Last
weekend, after Abe's crew practice and Ruby's soccer game, we packed the whole
family (visiting grandparents included!) into the car and drove an hour north
to Sonoma Valley to Oscar's friend Eli’s birthday party. Oscar had been
talking about the party – a baseball game and swimming – for weeks. He couldn’t miss it.
Oscar
and Eli had bonded at school over their sports fanaticism. Oscar, an Oakland A’s and Warriors fan,
had finally found someone else who devoured the sports section every morning, someone
else willing to talk trades and records and stats for hours. Oscar was even able to accept that Eli
is a Giants’ fan, something that might have been a deal-breaker a few years
ago. (“Yeah, but he likes the A’s too, Mom,” Oscar would add.)
We
pulled up the gravel driveway and spotted the “baseball field" off to the
left. Oscar leaped (yes, Oscar leaped) from the car and ran across the grass.

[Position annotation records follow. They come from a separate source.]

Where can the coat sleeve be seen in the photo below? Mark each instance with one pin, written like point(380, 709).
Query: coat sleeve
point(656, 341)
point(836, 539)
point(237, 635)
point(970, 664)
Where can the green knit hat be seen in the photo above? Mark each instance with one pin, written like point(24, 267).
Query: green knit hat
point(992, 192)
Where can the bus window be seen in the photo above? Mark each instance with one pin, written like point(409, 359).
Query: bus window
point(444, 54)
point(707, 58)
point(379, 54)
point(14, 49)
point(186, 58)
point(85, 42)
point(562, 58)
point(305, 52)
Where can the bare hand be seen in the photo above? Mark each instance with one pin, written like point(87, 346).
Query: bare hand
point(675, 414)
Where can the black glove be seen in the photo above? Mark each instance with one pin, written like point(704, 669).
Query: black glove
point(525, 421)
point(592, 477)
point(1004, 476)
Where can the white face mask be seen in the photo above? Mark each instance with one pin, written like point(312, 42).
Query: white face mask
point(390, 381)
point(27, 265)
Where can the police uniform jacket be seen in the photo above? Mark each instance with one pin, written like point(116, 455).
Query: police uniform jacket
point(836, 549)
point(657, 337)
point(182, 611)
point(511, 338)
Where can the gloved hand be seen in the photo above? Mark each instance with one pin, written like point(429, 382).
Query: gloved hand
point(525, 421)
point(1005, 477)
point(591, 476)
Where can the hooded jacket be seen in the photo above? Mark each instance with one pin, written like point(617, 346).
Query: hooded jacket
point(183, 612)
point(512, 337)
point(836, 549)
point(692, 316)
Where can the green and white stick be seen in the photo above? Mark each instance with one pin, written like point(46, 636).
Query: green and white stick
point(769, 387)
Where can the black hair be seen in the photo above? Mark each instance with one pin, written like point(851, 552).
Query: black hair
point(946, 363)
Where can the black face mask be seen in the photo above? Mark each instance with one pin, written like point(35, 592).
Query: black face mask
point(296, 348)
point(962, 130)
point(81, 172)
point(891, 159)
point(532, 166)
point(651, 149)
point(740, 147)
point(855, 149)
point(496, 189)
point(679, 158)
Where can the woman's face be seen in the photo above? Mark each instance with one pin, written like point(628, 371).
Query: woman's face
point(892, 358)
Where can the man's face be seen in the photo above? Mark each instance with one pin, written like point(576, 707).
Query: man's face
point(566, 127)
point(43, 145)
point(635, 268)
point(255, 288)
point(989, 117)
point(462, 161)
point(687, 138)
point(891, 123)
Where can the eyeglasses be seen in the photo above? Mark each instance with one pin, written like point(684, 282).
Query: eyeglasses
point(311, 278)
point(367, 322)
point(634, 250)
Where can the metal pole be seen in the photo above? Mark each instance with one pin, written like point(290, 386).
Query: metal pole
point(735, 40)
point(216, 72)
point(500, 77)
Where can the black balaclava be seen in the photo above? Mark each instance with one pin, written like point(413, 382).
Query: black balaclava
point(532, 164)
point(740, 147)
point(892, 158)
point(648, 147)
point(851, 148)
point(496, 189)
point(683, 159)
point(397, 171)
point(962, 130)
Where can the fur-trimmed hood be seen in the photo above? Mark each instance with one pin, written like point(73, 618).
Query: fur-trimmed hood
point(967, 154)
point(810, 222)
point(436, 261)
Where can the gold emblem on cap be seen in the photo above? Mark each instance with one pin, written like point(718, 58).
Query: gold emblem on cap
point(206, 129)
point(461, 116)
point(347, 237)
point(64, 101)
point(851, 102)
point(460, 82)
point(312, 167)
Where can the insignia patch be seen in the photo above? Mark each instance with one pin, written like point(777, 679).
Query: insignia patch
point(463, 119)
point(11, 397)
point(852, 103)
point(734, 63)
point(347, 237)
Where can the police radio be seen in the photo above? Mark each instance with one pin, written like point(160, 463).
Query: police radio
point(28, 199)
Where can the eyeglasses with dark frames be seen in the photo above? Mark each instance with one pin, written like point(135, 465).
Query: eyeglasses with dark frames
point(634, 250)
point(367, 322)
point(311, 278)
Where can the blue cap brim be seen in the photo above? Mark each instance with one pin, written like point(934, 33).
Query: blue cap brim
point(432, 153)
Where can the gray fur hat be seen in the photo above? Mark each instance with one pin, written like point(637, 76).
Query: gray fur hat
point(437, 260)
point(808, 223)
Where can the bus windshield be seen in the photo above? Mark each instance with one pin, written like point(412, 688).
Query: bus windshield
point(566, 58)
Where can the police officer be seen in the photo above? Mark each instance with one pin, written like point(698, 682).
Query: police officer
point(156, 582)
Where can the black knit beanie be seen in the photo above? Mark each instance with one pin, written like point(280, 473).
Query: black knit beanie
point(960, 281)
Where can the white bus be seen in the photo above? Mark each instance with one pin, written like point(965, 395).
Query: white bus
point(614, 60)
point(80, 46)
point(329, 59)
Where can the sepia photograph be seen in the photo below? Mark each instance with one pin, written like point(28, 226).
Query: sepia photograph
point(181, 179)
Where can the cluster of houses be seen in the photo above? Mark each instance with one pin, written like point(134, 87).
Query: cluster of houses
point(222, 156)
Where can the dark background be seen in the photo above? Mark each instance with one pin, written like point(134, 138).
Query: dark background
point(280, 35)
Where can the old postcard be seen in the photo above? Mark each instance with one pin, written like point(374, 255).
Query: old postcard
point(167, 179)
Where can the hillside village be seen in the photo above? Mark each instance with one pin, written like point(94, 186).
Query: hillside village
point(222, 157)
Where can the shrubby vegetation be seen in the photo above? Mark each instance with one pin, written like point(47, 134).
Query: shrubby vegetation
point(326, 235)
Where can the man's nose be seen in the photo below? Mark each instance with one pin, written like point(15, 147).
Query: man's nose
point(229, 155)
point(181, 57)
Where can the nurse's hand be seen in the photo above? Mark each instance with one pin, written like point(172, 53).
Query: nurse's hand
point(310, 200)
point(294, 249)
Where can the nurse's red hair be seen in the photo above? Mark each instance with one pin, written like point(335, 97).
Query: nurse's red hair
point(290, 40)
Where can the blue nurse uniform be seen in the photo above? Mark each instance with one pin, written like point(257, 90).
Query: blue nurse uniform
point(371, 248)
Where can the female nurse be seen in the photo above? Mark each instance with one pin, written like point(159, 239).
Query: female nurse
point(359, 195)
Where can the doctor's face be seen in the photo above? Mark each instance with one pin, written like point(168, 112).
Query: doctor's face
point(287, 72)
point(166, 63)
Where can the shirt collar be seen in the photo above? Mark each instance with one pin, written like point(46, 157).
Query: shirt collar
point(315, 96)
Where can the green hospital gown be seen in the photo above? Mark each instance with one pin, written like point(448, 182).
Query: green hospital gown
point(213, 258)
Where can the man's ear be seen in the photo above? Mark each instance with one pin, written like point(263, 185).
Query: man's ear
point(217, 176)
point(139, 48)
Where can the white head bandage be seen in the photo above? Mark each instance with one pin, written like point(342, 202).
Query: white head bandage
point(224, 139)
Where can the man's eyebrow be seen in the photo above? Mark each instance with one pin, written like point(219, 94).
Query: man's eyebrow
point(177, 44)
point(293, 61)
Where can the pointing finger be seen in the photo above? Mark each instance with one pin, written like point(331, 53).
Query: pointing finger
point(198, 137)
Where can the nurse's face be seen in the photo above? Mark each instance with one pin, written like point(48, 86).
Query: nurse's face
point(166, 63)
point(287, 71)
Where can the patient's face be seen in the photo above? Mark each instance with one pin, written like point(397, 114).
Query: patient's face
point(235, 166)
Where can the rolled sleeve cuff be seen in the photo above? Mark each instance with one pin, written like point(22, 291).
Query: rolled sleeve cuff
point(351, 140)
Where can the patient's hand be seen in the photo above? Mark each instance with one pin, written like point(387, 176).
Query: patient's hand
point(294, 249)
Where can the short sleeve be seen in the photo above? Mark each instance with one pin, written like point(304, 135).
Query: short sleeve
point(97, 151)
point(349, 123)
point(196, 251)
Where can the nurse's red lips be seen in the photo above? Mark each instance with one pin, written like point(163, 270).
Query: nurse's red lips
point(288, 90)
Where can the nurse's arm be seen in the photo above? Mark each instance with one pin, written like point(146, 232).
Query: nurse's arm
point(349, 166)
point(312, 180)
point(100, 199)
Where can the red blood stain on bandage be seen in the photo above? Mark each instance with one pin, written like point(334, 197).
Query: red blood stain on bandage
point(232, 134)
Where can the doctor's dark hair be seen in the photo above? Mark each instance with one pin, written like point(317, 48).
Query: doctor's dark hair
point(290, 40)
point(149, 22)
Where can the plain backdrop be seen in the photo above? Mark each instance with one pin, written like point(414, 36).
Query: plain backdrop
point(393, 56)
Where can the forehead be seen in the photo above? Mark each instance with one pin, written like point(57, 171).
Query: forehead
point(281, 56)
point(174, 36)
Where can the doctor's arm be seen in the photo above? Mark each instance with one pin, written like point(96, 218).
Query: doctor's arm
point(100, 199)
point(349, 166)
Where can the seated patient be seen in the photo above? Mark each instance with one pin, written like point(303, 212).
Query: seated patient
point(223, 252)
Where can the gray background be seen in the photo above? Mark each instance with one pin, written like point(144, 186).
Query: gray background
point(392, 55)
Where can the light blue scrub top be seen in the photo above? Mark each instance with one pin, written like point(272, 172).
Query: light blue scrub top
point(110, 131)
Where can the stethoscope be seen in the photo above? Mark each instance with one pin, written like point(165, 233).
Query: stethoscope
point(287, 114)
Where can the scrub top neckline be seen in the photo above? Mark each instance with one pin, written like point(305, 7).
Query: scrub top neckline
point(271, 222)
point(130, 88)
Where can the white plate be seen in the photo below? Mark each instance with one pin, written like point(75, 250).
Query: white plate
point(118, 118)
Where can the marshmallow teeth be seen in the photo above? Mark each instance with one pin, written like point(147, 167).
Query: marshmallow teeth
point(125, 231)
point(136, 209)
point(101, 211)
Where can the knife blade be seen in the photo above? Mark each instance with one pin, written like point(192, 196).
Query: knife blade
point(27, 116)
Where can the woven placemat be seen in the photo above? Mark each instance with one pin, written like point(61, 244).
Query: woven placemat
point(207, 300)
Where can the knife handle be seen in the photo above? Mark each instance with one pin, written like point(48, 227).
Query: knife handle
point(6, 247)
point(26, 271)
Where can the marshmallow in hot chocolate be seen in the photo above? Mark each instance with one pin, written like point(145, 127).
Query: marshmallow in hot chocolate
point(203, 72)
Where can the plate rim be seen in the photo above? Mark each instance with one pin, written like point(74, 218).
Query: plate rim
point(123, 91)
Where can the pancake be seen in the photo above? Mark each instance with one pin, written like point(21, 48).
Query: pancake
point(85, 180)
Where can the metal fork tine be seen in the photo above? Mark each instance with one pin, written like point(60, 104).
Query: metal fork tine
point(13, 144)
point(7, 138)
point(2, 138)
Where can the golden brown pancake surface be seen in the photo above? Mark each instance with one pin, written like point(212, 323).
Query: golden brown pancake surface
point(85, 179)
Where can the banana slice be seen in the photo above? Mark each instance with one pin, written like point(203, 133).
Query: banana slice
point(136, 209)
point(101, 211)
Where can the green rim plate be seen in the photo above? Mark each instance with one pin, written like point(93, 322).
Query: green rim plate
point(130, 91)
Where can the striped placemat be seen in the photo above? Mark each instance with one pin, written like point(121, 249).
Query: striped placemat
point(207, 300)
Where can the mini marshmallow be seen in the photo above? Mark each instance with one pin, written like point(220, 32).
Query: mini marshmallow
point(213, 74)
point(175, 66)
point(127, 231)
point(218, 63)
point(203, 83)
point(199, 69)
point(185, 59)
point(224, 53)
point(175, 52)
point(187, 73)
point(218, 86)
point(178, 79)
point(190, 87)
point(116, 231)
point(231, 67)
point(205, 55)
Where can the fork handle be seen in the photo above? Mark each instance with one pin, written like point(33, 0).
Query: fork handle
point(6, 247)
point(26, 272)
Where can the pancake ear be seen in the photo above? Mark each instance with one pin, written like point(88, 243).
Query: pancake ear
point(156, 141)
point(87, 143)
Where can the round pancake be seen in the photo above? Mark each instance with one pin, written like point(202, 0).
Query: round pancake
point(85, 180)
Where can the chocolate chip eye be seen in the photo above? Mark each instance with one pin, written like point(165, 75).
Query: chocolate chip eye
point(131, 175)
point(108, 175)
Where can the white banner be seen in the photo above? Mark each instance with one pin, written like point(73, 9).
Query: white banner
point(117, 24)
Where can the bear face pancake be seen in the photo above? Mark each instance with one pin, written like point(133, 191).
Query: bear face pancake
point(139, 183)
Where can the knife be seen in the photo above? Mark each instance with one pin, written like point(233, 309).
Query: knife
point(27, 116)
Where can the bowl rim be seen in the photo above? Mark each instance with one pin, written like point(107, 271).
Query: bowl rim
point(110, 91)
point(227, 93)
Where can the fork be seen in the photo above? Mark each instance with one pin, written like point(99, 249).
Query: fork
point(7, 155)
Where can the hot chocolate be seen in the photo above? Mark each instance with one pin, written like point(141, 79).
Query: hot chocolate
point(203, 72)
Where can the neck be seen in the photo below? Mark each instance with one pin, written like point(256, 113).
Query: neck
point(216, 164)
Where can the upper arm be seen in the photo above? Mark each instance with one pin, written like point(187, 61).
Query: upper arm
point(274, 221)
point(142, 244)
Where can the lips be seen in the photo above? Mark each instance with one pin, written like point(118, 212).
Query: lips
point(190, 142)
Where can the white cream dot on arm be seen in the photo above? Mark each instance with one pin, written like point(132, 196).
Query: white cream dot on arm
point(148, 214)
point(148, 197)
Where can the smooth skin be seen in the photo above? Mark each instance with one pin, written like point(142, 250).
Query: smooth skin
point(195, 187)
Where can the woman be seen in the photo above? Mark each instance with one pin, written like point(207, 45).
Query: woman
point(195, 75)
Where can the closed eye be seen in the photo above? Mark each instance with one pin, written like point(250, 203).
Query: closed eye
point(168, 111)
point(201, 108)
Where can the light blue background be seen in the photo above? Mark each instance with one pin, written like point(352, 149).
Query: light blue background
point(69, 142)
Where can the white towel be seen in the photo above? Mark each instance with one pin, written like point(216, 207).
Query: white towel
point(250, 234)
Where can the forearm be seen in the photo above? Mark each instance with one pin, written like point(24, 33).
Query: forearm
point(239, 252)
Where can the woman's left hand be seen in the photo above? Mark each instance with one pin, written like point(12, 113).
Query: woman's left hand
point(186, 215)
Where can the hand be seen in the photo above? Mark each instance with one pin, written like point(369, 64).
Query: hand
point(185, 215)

"Eli! I'm here! I made it, Eli!!" The big game was already
in progress, but I could hear several enthusiastic calls of "Hi
Oscar!!" There may have been some high fives.
Abe
and Ruby joined in and next thing I knew Paul was pitching and Grandpa was
taking pictures. It didn't matter how many pitches someone needed - everyone
got a hit. Paul expertly bobbled a
few catches, and then Oscar's friend Eli smashed one past the outfielders and
several runs came in. GrandMary and I sat with other parents on the deck
stairs by the pool, chatting and looking out at the vineyards and surrounding
hills. And I pretended that it was always this way. That Oscar was always
so engaged, so included, without any scaffolding or prodding. That I didn’t need to be standing on
the sidelines making sure he was following along and that no one was getting
frustrated with him.
Oscar
has made great strides socially this year, and has some genuine
friendships centered mostly around a shared interest in sports and music. I know why -- his teachers work on
social skills every day, in the classroom, in social skills groups, and in one
on one sessions. He, like most people with PWS, has needed to be taught every
little aspect of interacting with others. The consistent school-wide push has
been crucial. And, importantly,
Oscar’s peers at school, a school for kids with learning differences, are
well-matched for him. As the head
of the school says, these peers “mirror and match” Oscar’s skill set. There is
a nice balance of kids who are working on the same things that he is, and
others whose strengths are his weaknesses. The mix means that Oscar fits in, but also has models.
Years
ago, when we attended our first Prader-Willi conferences, many of the speakers
emphasized the importance of social skills. Those conferences were packed too with strategies for navigating
food and behavior, the benefits of growth hormone intervention, information on
managing GI issues, plus tips for supporting gross and fine motor development. I couldn’t absorb it all. Raising a child with PWS is a
never-ending triage situation.
There were years when social skills were the priority, and others when
scoliosis or GI issues took the front seat. I can’t look back and wish I’d pushed harder earlier. But I am happy to see him so engaged
now, so interested in connecting with friends, and able to carry on a conversation
of more than two exchanges about something other than just his favorite topics.
I wish I could post a photo of Oscar with one of this friends, but I'm hesitant to without permission. So, instead, here is Oscar with his favorite furry friend -- his cousin A's dog Penny. (Penny, you're famous! And thanks to Grandpa for this and probably every other photo I've posted.)
He is growing into such a gorgeous young man!